More importantly, do not add extra calories to your potatoes in the form of oil, sour cream, or butter, as this will definitely make them fattening.
Potatoes contain a type of chemical called glycoalkaloids, which are present in most nightshades. Eating green potatoes can make you ill and could even be poisonous.
Symptoms of glycoalkaloid toxicity include drowsiness, rashes, and digestive upsets. Discard green potatoes and do not cook or eat them. Store potatoes in cool, dark cupboards to stop them going green in the first place.
Potatoes are a controversial weight loss food because some people actually view them as fattening.
And while potatoes ARE higher in calories than many vegetables, that doesn’t mean that eating them will automatically lead to weight gain. In fact, as part of a calorie-controlled diet, potatoes could help you lose weight.
A standard serving of potatoes contains about 87 calories, which is significantly less than the same amount of rice, bread, or pasta.
In addition, potatoes are high satiating fiber, and contain resistant starches, which have been shown to improve gut health, leading to lower blood glucose while promoting fat burning.
In addition, the humble potato is loaded with vitamins, minerals, and a host of other beneficial nutrients; they’re very good for you!
Potatoes are rich in calories and carbs, but the real issue is how they’re usually prepared and served.
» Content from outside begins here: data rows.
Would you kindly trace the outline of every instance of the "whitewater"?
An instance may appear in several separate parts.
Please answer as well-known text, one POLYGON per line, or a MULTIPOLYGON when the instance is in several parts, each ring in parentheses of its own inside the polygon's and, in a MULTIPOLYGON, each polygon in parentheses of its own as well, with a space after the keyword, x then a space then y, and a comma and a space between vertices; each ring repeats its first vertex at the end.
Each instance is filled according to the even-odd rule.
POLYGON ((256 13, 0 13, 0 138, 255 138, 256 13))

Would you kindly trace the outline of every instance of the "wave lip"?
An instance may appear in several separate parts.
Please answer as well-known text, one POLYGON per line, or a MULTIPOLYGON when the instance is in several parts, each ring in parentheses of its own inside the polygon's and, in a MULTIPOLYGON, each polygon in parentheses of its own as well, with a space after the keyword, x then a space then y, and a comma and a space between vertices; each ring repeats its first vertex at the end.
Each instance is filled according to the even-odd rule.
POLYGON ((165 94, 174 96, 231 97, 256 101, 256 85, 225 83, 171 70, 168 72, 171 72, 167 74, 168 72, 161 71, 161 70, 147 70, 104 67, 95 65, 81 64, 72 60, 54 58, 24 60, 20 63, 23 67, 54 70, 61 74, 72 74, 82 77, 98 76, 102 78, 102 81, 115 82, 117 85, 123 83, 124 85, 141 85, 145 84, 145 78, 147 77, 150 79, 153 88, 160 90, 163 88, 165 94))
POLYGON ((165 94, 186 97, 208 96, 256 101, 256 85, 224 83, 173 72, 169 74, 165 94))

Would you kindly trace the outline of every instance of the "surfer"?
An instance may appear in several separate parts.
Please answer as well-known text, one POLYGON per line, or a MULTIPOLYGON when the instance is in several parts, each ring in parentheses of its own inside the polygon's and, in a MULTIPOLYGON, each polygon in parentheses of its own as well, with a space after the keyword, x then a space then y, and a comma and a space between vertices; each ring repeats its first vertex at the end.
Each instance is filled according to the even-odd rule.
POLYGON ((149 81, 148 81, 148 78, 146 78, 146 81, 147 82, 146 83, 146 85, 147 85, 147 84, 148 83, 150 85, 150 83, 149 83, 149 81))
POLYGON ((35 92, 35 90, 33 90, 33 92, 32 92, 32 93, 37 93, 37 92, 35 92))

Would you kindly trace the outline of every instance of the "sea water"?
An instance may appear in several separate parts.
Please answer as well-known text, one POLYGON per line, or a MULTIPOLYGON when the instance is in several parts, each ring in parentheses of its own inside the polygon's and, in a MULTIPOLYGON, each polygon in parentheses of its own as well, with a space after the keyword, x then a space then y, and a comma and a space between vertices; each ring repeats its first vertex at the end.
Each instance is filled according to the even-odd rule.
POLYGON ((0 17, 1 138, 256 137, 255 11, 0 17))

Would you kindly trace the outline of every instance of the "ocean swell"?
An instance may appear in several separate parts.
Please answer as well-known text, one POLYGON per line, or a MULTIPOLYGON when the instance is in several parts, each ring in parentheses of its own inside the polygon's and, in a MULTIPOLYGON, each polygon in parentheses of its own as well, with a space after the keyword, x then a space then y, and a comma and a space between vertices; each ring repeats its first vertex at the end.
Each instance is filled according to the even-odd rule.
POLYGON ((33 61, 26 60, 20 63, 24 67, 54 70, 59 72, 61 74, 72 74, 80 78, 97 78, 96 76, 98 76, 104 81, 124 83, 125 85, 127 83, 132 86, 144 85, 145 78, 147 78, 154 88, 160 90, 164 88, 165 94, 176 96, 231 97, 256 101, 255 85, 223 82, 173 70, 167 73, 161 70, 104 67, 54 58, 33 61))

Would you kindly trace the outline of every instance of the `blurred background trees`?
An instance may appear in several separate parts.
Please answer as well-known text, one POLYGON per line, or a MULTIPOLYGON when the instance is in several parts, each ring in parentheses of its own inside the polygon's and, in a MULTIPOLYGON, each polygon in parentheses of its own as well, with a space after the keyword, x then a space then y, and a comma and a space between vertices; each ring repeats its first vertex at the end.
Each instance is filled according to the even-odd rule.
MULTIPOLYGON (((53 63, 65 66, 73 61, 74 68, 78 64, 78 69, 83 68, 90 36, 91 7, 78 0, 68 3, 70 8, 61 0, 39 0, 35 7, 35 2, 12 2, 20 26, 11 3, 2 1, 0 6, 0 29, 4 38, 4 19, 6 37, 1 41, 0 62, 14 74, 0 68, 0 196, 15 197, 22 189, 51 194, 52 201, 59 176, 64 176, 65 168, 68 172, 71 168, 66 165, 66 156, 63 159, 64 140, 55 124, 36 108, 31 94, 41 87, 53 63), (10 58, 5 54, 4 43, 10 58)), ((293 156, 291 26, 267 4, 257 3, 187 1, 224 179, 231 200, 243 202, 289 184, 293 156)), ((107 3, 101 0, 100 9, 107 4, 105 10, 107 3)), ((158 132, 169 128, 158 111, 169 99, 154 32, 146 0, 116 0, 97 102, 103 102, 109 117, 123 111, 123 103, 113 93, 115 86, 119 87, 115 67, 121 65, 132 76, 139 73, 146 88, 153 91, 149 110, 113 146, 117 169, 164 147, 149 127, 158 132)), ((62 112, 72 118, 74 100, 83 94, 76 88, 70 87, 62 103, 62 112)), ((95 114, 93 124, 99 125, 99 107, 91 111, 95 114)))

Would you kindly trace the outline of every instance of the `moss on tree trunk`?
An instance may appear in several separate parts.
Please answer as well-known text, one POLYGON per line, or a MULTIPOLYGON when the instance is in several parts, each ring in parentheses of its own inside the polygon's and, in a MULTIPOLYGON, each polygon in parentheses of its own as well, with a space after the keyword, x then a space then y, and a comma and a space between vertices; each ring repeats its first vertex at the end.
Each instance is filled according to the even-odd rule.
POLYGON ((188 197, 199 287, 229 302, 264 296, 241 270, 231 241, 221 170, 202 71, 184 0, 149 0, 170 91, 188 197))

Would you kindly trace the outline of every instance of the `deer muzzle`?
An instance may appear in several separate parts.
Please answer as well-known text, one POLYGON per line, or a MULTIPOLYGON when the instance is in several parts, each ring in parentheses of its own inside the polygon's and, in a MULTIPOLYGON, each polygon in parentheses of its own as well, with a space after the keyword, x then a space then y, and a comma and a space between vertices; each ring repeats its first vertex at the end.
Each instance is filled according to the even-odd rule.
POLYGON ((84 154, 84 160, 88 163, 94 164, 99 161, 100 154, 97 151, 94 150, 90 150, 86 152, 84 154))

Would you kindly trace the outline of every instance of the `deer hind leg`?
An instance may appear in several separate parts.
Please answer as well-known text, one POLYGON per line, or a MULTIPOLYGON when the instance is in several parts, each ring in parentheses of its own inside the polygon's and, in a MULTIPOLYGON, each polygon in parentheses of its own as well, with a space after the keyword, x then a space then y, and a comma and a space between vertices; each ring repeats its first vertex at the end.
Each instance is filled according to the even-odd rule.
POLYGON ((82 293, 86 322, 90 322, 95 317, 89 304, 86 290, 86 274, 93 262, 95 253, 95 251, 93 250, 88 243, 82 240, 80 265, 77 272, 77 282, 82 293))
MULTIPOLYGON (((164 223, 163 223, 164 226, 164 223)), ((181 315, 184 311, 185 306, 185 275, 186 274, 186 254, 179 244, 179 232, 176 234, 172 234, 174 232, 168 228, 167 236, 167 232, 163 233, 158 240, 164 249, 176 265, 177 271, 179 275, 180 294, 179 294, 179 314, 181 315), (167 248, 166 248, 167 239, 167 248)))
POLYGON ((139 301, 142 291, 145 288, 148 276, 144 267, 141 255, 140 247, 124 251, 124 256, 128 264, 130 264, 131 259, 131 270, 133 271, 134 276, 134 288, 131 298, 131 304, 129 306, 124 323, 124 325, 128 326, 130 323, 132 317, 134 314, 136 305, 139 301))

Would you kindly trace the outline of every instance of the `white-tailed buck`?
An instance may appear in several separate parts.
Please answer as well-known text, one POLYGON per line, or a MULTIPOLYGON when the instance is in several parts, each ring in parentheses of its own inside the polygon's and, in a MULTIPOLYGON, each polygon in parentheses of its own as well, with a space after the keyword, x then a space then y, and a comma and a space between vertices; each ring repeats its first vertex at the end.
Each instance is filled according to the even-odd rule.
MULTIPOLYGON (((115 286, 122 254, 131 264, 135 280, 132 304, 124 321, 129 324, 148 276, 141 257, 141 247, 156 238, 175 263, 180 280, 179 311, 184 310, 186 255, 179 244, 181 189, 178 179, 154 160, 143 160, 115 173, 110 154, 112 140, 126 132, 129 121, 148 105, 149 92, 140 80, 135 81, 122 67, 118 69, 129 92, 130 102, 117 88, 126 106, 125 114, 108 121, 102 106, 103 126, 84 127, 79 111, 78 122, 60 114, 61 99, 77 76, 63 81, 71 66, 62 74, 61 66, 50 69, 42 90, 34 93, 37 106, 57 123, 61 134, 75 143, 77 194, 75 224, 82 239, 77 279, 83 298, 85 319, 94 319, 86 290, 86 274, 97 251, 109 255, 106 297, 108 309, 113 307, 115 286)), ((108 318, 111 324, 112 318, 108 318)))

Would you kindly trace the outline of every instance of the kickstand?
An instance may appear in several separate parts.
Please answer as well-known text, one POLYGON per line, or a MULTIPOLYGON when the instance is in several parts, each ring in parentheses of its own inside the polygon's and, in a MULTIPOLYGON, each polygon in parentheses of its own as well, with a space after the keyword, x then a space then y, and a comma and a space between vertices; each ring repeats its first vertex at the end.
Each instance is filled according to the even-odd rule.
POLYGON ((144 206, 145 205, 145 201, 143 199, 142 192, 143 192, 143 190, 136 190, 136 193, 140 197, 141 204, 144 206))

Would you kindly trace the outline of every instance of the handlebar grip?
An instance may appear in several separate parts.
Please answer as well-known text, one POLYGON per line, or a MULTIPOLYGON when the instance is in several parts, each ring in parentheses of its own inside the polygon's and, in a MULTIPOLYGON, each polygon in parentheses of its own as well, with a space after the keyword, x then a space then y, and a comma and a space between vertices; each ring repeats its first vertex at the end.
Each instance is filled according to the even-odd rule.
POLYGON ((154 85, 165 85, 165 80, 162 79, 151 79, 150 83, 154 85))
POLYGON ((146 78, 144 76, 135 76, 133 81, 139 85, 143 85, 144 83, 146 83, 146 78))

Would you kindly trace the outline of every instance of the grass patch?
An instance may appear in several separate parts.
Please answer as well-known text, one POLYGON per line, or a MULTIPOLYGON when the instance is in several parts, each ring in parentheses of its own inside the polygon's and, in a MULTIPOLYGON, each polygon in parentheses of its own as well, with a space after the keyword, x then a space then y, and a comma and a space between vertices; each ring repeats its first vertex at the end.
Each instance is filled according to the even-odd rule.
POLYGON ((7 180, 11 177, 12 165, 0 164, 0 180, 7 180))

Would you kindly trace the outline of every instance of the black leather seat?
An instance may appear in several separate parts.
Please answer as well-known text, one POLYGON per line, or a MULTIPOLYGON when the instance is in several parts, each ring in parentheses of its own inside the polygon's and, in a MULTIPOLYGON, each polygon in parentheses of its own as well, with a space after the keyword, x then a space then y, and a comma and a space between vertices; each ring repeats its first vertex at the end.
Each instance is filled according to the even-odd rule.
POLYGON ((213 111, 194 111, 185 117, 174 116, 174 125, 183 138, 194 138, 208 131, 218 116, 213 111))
A lot of people deep fry their potatoes or slather them in butter or sour cream. That’s what makes potatoes fattening, rather than the potato itself.
If you want to lose weight, you probably shouldn’t go overboard on potatoes, and definitely need to avoid things like French fries and potato chips.
But, as part of a calorie-controlled diet, potatoes can help you lose weight and improve your general health. And, best of all, they’re cheap and easy to cook.